Show code cell source
# Create new column with the total amount
fines["paid_unpaid"] = fines["paid"] + fines["unpaid"]
# Group by year and fine category, then sum up fines
fines_money = fines.groupby(["year", "category"])["paid_unpaid"].sum().unstack()
# Rearrange column order: LEVE, GRAVE, MUY GRAVE
fines_money = fines_money.iloc[:, [1, 0, 2]]
# Create new column with the total amount of money raised
fines_money["total"] = fines_money.sum(axis=1)
print(fines_money)
category LEVE GRAVE MUY GRAVE total
year
2018 19548.05 16623.60 1704.95 37876.60
2019 8359.39 8695.95 500.00 17555.34
2020 11778.40 6099.65 500.00 18378.05
2021 14145.21 14438.45 1134.95 29718.61
2022 27313.80 13633.91 4499.75 45447.46
Show code cell source
# Plot
fig, ax = plt.subplots(figsize=(6, 4))
fines_money.drop(["total"], axis=1).plot(ax=ax, kind="bar",
stacked=True, color=palette)
ax.grid(axis="y")
ax.set_axisbelow(True)
ax.tick_params(axis='x', labelsize=12, rotation=0)

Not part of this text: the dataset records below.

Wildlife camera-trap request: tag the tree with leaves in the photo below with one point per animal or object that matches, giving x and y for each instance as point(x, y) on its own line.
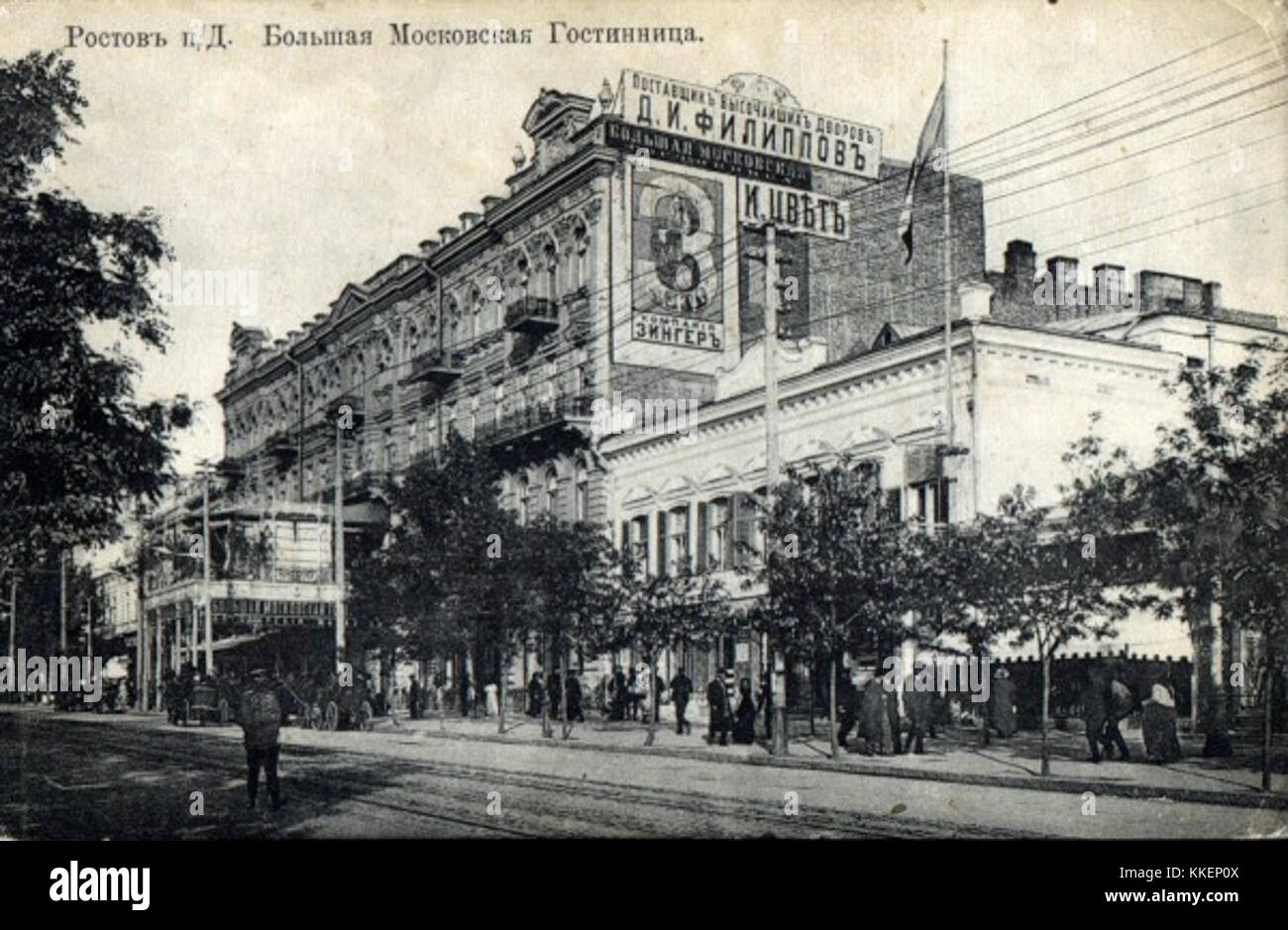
point(572, 596)
point(77, 447)
point(842, 570)
point(673, 609)
point(1035, 574)
point(452, 570)
point(1214, 498)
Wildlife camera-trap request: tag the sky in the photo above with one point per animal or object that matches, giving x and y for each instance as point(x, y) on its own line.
point(316, 166)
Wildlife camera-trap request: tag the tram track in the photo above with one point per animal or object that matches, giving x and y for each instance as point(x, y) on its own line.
point(533, 804)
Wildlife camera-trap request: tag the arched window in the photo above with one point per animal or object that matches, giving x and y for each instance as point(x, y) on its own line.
point(719, 535)
point(477, 307)
point(583, 489)
point(522, 500)
point(583, 259)
point(677, 556)
point(550, 257)
point(552, 491)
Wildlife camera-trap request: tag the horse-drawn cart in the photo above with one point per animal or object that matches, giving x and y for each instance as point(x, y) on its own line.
point(330, 706)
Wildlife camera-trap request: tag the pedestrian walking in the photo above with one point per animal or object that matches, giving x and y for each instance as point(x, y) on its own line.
point(536, 694)
point(745, 718)
point(554, 689)
point(575, 711)
point(767, 702)
point(681, 690)
point(717, 711)
point(261, 715)
point(415, 698)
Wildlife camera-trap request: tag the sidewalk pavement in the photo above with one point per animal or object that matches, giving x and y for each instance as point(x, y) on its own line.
point(954, 757)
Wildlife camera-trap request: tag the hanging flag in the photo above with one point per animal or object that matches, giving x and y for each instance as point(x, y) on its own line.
point(931, 140)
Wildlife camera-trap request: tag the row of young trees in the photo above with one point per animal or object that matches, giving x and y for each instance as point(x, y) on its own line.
point(1197, 527)
point(78, 450)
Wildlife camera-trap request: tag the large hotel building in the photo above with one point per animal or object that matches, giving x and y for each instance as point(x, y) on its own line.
point(625, 260)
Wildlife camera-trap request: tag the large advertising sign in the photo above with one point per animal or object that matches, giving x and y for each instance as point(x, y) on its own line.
point(677, 268)
point(706, 155)
point(754, 125)
point(793, 210)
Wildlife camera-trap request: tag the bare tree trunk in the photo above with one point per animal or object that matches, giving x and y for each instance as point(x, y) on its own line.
point(1046, 710)
point(546, 729)
point(563, 692)
point(652, 718)
point(505, 693)
point(1269, 708)
point(831, 703)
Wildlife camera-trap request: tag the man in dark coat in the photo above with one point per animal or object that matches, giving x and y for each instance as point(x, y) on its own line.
point(917, 703)
point(872, 723)
point(1158, 725)
point(717, 711)
point(681, 690)
point(261, 715)
point(554, 692)
point(536, 694)
point(1000, 707)
point(745, 719)
point(846, 703)
point(413, 698)
point(574, 686)
point(1106, 701)
point(767, 702)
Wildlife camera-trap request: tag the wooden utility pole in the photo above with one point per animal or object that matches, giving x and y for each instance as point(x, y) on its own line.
point(62, 603)
point(13, 617)
point(772, 467)
point(205, 567)
point(141, 675)
point(339, 544)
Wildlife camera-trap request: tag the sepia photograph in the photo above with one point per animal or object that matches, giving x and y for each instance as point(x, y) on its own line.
point(604, 420)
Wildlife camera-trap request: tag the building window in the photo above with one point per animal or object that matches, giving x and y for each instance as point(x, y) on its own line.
point(639, 541)
point(717, 535)
point(934, 501)
point(552, 492)
point(677, 556)
point(552, 269)
point(583, 482)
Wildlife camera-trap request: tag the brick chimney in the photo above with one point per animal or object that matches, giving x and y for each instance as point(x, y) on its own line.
point(1021, 262)
point(1064, 281)
point(1212, 295)
point(977, 300)
point(1111, 283)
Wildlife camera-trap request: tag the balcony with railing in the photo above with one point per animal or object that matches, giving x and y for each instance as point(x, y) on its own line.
point(283, 447)
point(434, 368)
point(539, 421)
point(535, 316)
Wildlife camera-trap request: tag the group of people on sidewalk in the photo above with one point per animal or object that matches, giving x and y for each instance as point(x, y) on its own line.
point(735, 715)
point(553, 694)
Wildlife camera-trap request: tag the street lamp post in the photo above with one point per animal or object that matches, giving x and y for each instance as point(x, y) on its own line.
point(205, 566)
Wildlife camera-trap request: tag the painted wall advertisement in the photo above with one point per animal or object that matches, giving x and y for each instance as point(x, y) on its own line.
point(751, 124)
point(677, 266)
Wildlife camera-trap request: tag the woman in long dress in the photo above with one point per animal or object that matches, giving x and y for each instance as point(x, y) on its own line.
point(745, 718)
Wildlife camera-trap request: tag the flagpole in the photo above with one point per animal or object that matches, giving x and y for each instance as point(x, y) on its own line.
point(948, 275)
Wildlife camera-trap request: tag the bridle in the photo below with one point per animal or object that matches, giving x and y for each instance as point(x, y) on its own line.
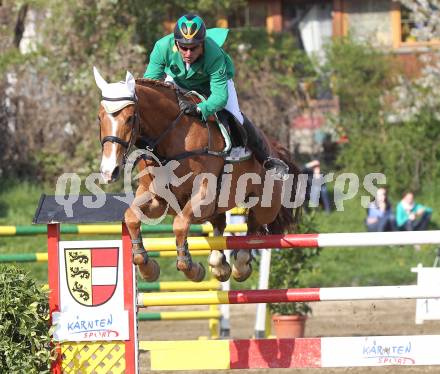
point(134, 123)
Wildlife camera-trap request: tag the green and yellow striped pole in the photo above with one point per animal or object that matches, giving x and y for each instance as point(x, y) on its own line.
point(30, 230)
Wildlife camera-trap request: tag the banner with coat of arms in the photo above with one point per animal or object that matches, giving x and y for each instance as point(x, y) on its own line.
point(92, 292)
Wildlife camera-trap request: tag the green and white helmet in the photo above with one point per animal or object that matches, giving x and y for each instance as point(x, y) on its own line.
point(190, 29)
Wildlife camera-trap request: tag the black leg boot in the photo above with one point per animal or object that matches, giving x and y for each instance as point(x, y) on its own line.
point(261, 150)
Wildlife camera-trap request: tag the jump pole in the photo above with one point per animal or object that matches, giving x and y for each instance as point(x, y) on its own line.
point(294, 353)
point(360, 239)
point(288, 295)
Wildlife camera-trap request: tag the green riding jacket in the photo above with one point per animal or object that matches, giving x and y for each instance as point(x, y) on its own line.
point(208, 75)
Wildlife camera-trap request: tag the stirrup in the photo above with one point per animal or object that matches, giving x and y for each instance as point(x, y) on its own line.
point(278, 168)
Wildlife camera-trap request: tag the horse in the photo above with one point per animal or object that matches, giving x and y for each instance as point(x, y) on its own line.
point(146, 113)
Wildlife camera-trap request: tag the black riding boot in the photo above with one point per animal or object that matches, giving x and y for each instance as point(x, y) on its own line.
point(261, 150)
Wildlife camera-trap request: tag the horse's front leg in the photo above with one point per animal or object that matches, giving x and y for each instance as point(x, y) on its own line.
point(148, 268)
point(200, 205)
point(192, 270)
point(217, 260)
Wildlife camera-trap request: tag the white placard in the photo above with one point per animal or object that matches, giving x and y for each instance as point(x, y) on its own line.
point(96, 326)
point(427, 309)
point(107, 320)
point(380, 351)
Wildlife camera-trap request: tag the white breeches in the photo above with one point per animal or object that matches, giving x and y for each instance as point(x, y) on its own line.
point(232, 104)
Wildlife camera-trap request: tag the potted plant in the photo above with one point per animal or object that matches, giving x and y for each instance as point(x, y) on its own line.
point(287, 266)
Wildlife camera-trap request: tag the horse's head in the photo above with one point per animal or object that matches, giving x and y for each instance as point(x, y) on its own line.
point(117, 118)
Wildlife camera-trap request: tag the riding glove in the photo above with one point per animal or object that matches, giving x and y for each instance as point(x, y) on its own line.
point(190, 109)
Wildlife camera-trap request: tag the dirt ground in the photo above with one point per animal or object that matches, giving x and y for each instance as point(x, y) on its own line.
point(359, 318)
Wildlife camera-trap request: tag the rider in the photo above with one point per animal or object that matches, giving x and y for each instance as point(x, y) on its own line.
point(192, 59)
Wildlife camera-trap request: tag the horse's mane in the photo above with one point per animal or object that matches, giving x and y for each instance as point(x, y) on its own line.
point(154, 83)
point(166, 88)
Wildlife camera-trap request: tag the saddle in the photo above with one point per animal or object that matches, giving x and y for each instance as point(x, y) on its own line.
point(234, 134)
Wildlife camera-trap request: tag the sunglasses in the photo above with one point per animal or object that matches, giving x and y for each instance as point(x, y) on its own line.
point(188, 48)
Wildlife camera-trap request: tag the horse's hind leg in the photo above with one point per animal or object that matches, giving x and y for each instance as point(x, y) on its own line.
point(217, 260)
point(192, 270)
point(148, 268)
point(242, 266)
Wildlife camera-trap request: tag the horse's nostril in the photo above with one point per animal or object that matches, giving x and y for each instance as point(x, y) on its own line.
point(115, 173)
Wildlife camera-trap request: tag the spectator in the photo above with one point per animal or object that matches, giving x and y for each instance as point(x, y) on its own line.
point(380, 216)
point(412, 216)
point(316, 189)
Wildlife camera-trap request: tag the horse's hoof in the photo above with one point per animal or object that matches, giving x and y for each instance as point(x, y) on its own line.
point(221, 273)
point(242, 257)
point(197, 272)
point(242, 274)
point(150, 271)
point(139, 258)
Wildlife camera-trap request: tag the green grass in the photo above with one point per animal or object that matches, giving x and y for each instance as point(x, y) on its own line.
point(334, 267)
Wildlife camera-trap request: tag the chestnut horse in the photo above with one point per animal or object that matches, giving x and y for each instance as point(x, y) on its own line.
point(146, 113)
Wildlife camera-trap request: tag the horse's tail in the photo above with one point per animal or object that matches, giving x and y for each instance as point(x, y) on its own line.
point(287, 218)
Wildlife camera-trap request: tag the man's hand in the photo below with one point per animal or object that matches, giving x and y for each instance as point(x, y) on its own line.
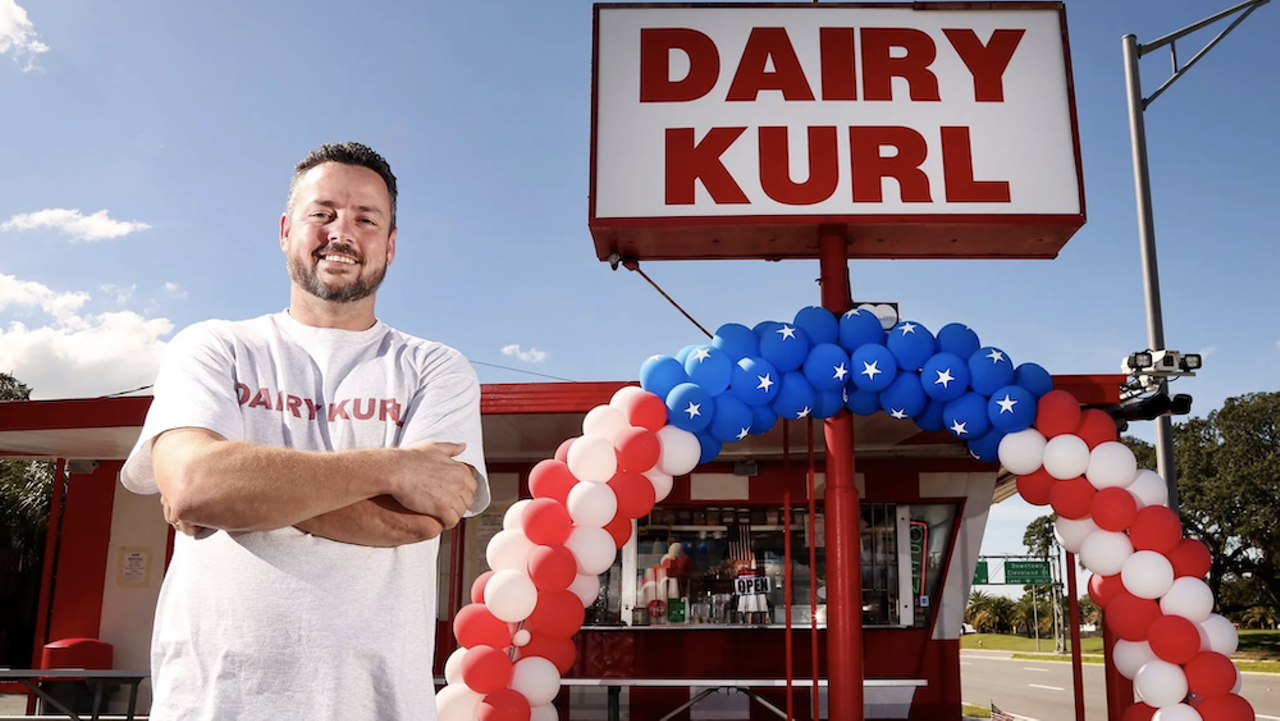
point(430, 480)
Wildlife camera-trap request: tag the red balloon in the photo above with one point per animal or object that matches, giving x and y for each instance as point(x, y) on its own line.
point(1034, 488)
point(1114, 509)
point(552, 567)
point(1191, 558)
point(557, 614)
point(638, 448)
point(1210, 674)
point(1130, 617)
point(545, 521)
point(1057, 413)
point(478, 587)
point(1073, 498)
point(551, 479)
point(1096, 427)
point(1175, 639)
point(506, 704)
point(1104, 589)
point(1156, 528)
point(485, 669)
point(1229, 707)
point(645, 410)
point(560, 651)
point(475, 625)
point(635, 494)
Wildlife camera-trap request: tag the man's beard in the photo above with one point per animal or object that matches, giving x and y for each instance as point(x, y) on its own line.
point(307, 277)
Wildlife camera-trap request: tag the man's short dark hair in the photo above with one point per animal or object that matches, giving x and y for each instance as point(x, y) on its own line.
point(347, 154)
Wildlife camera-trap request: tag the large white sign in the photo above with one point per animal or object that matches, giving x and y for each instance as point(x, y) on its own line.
point(821, 113)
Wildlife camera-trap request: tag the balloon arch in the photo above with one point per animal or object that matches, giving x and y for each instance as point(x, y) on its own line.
point(515, 639)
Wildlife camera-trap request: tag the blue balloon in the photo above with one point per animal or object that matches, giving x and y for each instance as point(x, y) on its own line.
point(990, 370)
point(689, 407)
point(755, 382)
point(967, 416)
point(864, 402)
point(858, 328)
point(737, 341)
point(819, 323)
point(958, 340)
point(1011, 409)
point(905, 397)
point(659, 374)
point(945, 377)
point(731, 420)
point(785, 346)
point(796, 397)
point(1034, 378)
point(912, 345)
point(874, 368)
point(827, 366)
point(709, 368)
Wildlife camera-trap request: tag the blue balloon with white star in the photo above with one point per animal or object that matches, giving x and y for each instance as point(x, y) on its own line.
point(958, 340)
point(785, 346)
point(873, 368)
point(689, 407)
point(827, 366)
point(755, 382)
point(709, 368)
point(731, 420)
point(737, 341)
point(819, 324)
point(990, 370)
point(945, 377)
point(912, 345)
point(905, 397)
point(659, 374)
point(858, 328)
point(1011, 409)
point(1033, 378)
point(796, 397)
point(863, 402)
point(967, 416)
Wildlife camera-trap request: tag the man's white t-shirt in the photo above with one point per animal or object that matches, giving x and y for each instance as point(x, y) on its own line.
point(280, 624)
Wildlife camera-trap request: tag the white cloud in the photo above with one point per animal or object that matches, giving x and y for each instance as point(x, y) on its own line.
point(531, 355)
point(76, 355)
point(18, 35)
point(73, 223)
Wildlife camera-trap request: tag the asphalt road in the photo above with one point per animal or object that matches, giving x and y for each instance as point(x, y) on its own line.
point(1042, 690)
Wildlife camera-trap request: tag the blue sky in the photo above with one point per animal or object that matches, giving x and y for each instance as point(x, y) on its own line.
point(146, 147)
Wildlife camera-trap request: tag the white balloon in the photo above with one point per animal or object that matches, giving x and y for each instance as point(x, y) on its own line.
point(1111, 465)
point(661, 482)
point(513, 518)
point(511, 596)
point(592, 505)
point(594, 550)
point(1022, 452)
point(586, 588)
point(536, 679)
point(1129, 656)
point(1160, 684)
point(508, 550)
point(1105, 552)
point(1189, 598)
point(1150, 489)
point(1066, 456)
point(1072, 534)
point(680, 451)
point(606, 421)
point(1219, 634)
point(1147, 574)
point(592, 457)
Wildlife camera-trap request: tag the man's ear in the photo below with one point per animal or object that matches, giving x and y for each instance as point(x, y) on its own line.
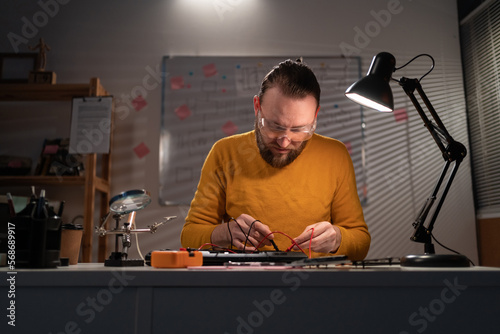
point(256, 104)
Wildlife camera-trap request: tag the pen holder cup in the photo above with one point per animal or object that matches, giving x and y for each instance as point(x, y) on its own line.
point(70, 242)
point(38, 242)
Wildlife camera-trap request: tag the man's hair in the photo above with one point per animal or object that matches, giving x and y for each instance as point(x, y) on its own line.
point(294, 78)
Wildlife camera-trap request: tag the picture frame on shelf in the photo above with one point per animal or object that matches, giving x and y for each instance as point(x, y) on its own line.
point(16, 67)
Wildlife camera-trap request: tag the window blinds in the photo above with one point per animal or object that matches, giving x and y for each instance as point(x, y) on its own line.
point(480, 42)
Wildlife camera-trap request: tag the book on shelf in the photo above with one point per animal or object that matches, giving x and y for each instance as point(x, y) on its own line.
point(56, 160)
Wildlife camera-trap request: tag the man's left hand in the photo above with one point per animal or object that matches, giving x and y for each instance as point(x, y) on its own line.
point(325, 238)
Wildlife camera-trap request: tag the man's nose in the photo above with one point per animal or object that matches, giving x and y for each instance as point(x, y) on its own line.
point(283, 141)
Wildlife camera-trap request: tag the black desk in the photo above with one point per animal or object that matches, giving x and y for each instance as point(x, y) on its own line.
point(91, 298)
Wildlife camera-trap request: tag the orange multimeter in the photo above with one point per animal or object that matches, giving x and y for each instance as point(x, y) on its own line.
point(176, 259)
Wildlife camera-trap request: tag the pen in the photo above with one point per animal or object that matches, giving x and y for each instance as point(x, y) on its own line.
point(10, 203)
point(41, 204)
point(61, 208)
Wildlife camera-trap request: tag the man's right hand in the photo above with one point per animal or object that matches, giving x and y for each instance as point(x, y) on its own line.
point(236, 231)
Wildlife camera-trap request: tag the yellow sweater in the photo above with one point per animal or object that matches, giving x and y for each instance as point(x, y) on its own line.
point(318, 186)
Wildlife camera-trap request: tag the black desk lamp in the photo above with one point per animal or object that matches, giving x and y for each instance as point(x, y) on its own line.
point(374, 91)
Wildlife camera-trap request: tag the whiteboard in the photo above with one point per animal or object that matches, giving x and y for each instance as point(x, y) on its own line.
point(207, 98)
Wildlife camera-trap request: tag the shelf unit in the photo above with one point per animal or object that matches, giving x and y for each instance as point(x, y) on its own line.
point(92, 183)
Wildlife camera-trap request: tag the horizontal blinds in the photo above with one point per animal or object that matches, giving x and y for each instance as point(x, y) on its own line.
point(480, 39)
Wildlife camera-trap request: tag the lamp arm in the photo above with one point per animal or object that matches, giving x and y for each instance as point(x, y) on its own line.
point(452, 152)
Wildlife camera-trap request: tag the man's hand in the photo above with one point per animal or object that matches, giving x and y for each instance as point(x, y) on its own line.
point(236, 231)
point(325, 238)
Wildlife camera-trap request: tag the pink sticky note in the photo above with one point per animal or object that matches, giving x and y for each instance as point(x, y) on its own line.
point(50, 149)
point(177, 83)
point(141, 150)
point(183, 112)
point(229, 128)
point(400, 115)
point(139, 103)
point(209, 70)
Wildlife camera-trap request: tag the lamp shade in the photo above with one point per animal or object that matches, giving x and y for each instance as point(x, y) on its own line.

ax.tick_params(axis='y', labelsize=12)
ax.set_title("Revenue from fines", fontsize=12)
ax.set_xlabel("", fontsize=12)
ax.set_ylabel("euros (€)", fontsize=12)
ax.legend(bbox_to_anchor=(1.0, 0.5), loc='center left', fontsize=10)
sns.despine()
plt.show()

Finally, I find it interesting to summarise this graphic into one single figure: how much money do they collect roughly per year?
Show code cell source
# How much money do they collect on average per year?
avg_year = fines_money["total"].mean()
# The same value roughly
avg_year_rough = round(avg_year, -3)
display(Markdown(f"The amount of money collected per year is roughly **{avg_year_rough:.0f} €**"))
The amount of money collected per year is roughly 30000 €
Conclusions#
This project was about shedding light on a freely available open data set. In this case, I downloaded the files of traffic fines in my town. The analysis consisted in exploring ways of representing the data to get a clear picture of its contents. This kind of work should be useful for the people involved, to watch out for trends and follow up new policies. And for the public, to effectively make the information transparent for all of us.